O longo caminho de procura da paz na RDC
Conflito. Na primeira semana de Julho, Luanda foi palco de um encontro entre Félix Tshisekedi, da República Democrática do Congo (RDC) e Paul Kagame, do Ruanda. Mediada por João Lourenço, nomeação da União Africana, a mini- cimeira discutiu o conflito armado no leste congolês que já dura há mais de duas décadas.
Nos novos desdobramentos deste conflito, a RDC acusou o Ruanda de financiar o Movimento 23 de Março, ou simplesmente M23, e fomentar assim a guerra no leste do Congo. Patrick Muyaya, o ministro congolês da Comunicação e Media, afirmou, em várias entrevistas, que já não havia como negar que Ruanda estava por trás do M23. O suporte das suas acusações está no facto de as forças armadas congolesas terem capturado soldados das forças especiais ruandesas armados e em território congolês. No grupo, havia inclusive dois com as fardas das forças ruandesas. Em declarações à RFI e ao canal televisivo France 24, Muyaya afirmou que os soldados foram interrogados e acabaram por confessar que haviam sido enviados, para uma missão especial à RDC.
O objectivo era atacar o campo militar de Mangabu, mas foram impedidos pelas forças armadas congolesas num momento em que se encontravam perdidos a 25 quilómetros dentro da fronteira do Congo.
Dentre outras provas reunidas pela RDC, existem imagens de drone que, segundo Muyaya, provam as possíveis ligações da melícia M23 à Ruanda. Por sua vez, o presidente Paul Kagame negou todas as acusações e rebateu com o argumento de que tudo não passava do facto de Kinsasha não estar a saber lidar com o conflito contra o M23. À televisão pública ruandesa, no mês de junho, Kagame sublinhou que os dirigentes congoleses “cometeram um grande erro na altura, pois estes problemas não são resolvidos pela força das armas e não requerem soluções militares, requerem mais soluções políticas.

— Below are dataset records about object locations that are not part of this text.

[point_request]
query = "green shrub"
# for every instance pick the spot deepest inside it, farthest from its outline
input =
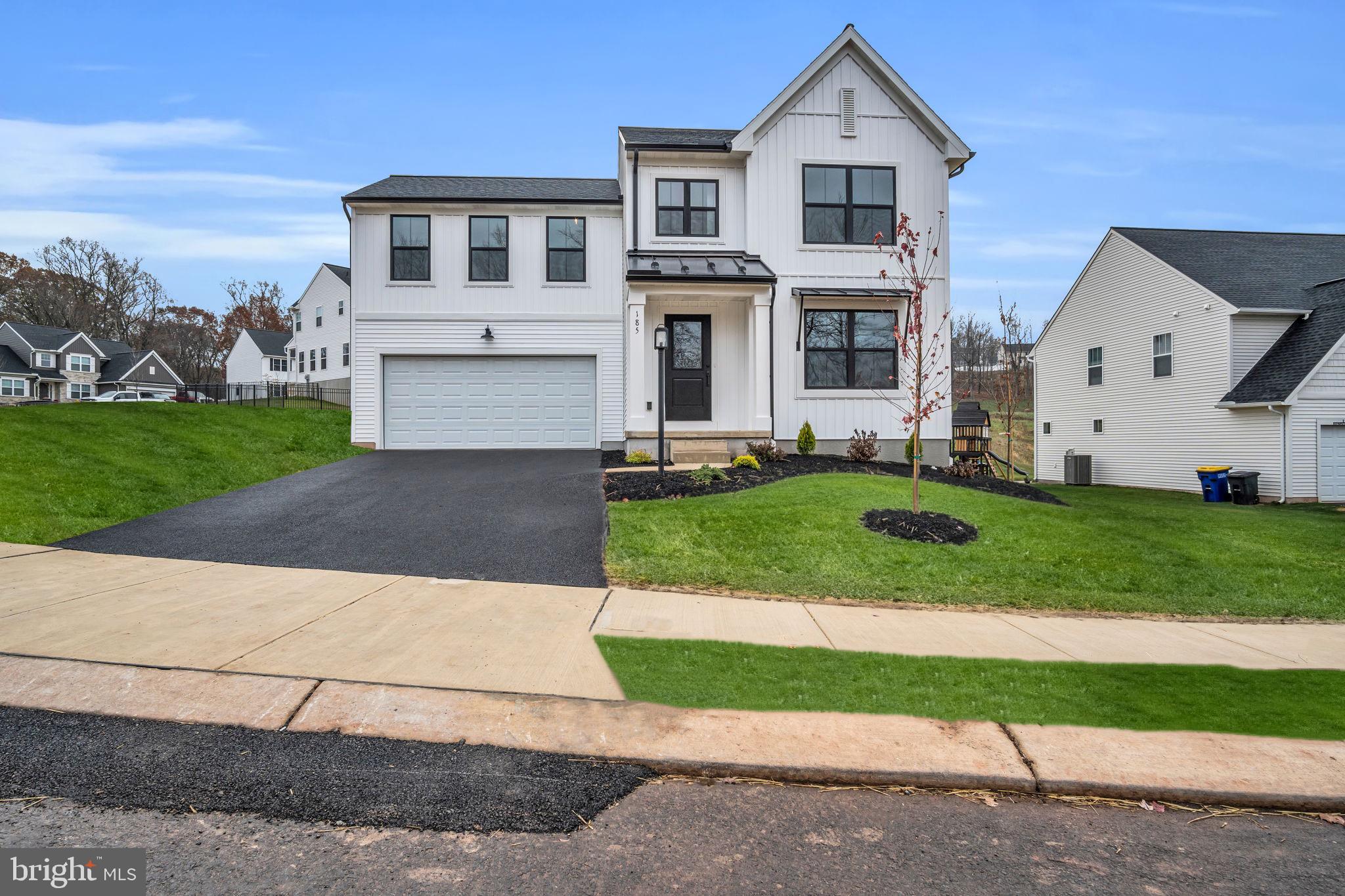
(807, 442)
(766, 450)
(707, 473)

Eles ignoraram os alertas”, notou.
Kagame voltou a atacar quando recentemente, numa entrevista ao mesmo canal estatal ruandês, acusou o exército da vizinha RDC de colaborar com um grupo rebelde criado por alguns dos líderes do genocídio de 1994, o FDLR. E referiu que não era “aceitável que as forças democráticas para a libertação de Ruanda FDLR” fossem armadas no Congo e voltassem “para matar a minha gente”. No entanto, pouco depois e perante a impossibilidade de continuar a negar as evidências, o governo do Ruanda acabaria por assumir que os dois homens com as fardas das forças armadas ruandesas eram seus militares. Mas o porta-voz do governo fez questão de acrescentar que os militares agiram de forma individual.

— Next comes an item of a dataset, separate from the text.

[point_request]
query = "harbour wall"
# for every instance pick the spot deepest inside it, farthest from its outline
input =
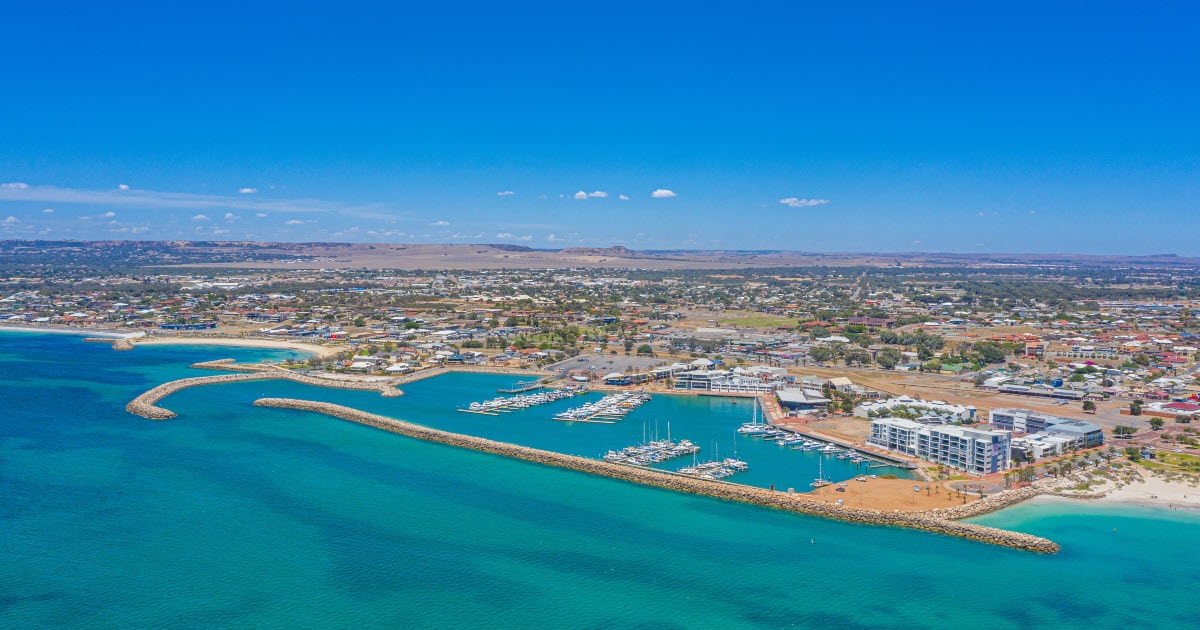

O Congo, entretanto, não ‘engoliu’ as desculpas do Ruanda, assim como fez questão de criticar o “silêncio habitual” da Missão das Nações Unidas na RDC (Monusco), num momento em que o próprio organismo viu um helicóptero seu bombardeado pelo M23. Paradoxalmente, o movimento já havia sido dado como desarmado, desde 2013, pela própria Monusco.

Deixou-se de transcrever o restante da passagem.